The proposal is an “upside-down” tax break that gives the largest benefits to those who already have the highest incomes. A deduction reduces the taxable income and thus the taxes that somebody has to pay. A business owner with lots of business and other income will thus get a government subsidy of 35 cents for each dollar in deduction, while a small business owner in the 15 percent tax bracket will get 15 cents for each dollar in deductions.

Larger businesses, with lots of business income, will thus get a government subsidy that is multiple times larger than those of true and most small businesses. The GOP’s proposal showers the largest benefits on those who already have the most and who presumably run the largest businesses and the smallest benefits on those who need additional help the most.

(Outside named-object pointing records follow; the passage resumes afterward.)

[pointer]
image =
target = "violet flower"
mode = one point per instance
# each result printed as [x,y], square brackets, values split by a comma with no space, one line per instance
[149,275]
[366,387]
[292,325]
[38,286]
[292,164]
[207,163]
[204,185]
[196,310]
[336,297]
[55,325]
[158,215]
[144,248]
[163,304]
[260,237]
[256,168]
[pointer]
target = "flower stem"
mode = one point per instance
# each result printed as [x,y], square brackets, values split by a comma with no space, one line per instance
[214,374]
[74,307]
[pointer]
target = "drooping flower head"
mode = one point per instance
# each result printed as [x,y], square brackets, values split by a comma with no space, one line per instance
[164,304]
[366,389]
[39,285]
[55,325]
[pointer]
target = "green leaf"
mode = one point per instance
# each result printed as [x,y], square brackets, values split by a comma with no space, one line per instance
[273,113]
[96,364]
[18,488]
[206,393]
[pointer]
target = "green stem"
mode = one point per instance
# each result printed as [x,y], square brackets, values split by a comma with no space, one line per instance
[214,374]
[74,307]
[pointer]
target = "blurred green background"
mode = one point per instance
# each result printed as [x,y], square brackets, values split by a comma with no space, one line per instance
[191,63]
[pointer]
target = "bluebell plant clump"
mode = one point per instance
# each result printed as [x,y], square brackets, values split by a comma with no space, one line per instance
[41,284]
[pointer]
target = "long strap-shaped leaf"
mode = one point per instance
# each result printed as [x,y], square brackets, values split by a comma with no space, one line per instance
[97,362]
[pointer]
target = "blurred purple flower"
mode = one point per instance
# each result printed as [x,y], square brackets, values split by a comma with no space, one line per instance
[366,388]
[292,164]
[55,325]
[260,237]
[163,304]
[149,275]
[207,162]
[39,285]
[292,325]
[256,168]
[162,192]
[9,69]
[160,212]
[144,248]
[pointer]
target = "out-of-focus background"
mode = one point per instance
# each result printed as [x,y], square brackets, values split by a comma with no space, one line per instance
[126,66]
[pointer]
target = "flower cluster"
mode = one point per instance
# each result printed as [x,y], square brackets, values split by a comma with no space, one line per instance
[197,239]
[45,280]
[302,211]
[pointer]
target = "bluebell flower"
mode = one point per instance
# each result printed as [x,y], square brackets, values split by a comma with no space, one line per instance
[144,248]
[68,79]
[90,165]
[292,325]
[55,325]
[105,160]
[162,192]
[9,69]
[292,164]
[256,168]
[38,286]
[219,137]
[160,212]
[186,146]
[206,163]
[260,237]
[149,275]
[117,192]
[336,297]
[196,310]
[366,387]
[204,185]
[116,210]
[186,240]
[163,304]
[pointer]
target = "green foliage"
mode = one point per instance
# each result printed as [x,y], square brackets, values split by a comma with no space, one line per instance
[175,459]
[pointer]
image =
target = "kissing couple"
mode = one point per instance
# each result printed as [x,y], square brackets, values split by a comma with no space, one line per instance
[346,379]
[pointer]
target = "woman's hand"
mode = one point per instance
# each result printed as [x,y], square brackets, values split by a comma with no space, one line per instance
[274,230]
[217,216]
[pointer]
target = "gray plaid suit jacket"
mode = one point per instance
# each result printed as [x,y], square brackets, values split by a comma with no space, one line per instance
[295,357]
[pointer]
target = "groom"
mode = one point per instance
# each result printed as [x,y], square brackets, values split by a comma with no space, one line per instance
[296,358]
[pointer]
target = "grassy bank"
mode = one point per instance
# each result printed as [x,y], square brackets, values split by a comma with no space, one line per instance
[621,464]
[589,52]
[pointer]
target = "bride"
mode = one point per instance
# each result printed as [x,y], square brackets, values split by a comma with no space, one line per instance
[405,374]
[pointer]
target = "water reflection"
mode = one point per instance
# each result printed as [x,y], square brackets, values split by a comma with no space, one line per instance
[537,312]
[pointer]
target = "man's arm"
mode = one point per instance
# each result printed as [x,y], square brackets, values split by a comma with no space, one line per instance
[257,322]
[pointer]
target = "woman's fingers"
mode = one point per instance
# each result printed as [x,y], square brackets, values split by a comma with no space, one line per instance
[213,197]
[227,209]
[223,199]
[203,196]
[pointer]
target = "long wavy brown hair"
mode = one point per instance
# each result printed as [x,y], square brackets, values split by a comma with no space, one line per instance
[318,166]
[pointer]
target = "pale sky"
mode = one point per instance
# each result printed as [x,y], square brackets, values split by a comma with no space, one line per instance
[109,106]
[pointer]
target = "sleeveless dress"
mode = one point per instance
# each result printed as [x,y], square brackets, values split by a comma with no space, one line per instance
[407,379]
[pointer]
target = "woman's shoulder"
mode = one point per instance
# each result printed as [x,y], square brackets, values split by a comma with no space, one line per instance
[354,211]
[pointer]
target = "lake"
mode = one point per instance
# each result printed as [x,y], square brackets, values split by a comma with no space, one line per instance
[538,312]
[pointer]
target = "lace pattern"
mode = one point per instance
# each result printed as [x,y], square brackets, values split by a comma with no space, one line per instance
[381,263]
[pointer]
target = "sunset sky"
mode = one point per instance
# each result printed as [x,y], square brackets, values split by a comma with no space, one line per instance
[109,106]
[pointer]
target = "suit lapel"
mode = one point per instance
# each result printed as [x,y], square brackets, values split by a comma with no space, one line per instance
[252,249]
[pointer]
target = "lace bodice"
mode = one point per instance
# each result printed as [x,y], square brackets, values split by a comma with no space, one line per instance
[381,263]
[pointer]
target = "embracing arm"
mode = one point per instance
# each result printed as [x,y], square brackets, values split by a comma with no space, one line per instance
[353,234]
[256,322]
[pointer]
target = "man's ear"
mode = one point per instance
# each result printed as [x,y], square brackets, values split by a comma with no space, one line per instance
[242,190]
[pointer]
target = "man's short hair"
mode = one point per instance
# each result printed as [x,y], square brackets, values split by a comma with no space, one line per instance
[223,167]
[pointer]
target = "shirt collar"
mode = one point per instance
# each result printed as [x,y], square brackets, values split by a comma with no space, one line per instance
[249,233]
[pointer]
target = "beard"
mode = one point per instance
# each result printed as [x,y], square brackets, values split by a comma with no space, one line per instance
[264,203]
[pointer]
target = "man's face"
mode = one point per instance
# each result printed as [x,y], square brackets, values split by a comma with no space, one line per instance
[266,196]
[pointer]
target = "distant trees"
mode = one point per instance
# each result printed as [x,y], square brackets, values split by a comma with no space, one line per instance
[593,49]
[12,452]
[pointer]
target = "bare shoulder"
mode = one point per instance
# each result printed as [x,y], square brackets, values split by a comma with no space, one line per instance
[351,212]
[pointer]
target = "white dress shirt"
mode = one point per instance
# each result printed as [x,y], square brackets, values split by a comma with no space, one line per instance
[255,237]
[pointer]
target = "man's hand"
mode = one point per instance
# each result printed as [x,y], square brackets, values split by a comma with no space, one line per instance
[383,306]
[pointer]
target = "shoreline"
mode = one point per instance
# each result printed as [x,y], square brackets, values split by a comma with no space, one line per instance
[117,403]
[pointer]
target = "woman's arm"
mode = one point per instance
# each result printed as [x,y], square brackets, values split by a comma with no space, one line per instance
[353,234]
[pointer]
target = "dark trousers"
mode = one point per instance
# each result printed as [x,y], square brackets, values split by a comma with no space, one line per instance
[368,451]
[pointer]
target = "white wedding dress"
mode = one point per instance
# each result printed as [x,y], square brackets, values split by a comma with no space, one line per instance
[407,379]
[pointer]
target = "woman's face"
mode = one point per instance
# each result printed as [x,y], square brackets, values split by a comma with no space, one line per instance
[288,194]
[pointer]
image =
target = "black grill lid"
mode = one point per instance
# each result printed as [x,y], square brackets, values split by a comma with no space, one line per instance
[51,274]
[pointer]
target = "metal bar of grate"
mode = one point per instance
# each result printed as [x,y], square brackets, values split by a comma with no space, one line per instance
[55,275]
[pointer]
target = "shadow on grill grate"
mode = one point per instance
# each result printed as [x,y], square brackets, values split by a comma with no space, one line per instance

The vast majority of small businesses, according to the Small Business Administration, employ less than five people. They struggle to find adequate bank loans to expand their workforce and invest in new capital, even during good times. These aren’t good times, which is why access to bank loans has been particularly tough for the majority of small businesses. The Republican proposal will only make this worse by giving more large tax breaks to business owners with large business incomes—presumably reflecting large businesses—than to smaller businesses.

In short, the “Pledge” tilts the playing field to those who don’t need the extra advantage.

So what would happen then if this bit of the “Pledge” were enacted? Let’s just say for argument’s sake that all business income actually reflects small business activities (in practice, it doesn’t because much of what Republicans consider business income comes from tax shelters for the rich). The business owners could now decide to use their tax gains thanks to the GOP’s desired policy, if enacted, in two ways. They can keep it or give it back to their businesses. In the first case, the business doesn’t see anything and there is no effect on hiring or investing. The rich just got richer. In the second instance, the business can use the money to lower prices, invest, or hire.

But larger businesses will have a lot more money to invest and to hire people, relative to their size than smaller businesses. Larger businesses could easily use this windfall to outcompete smaller businesses. A larger business owner with a 35 percent marginal tax rate will get a benefit that is 133 percent greater than the benefit that a smaller business owner with a 15 percent marginal tax rate gets for each dollar in tax deduction.

This makes no sense. Larger businesses already enjoy advantage over smaller businesses in terms of access to credit markets. And smaller businesses have greater needs to invest and to hire than larger, well-established businesses. The GOP proposal, though, shovels the money where it is not needed and thus exacerbates the advantages of large over small. Talk about picking winners and losers. Guess on which side many truly small businesses will end up if the GOP has its way, as these small businesses will suddenly be facing crushing unfair competition courtesy of the Republican Party.

Christian E. Weller is a Senior Fellow at the Center for American Progress Action Fund and associate professor at the Department of Public Policy and Public Affairs, University of Massachusetts Boston.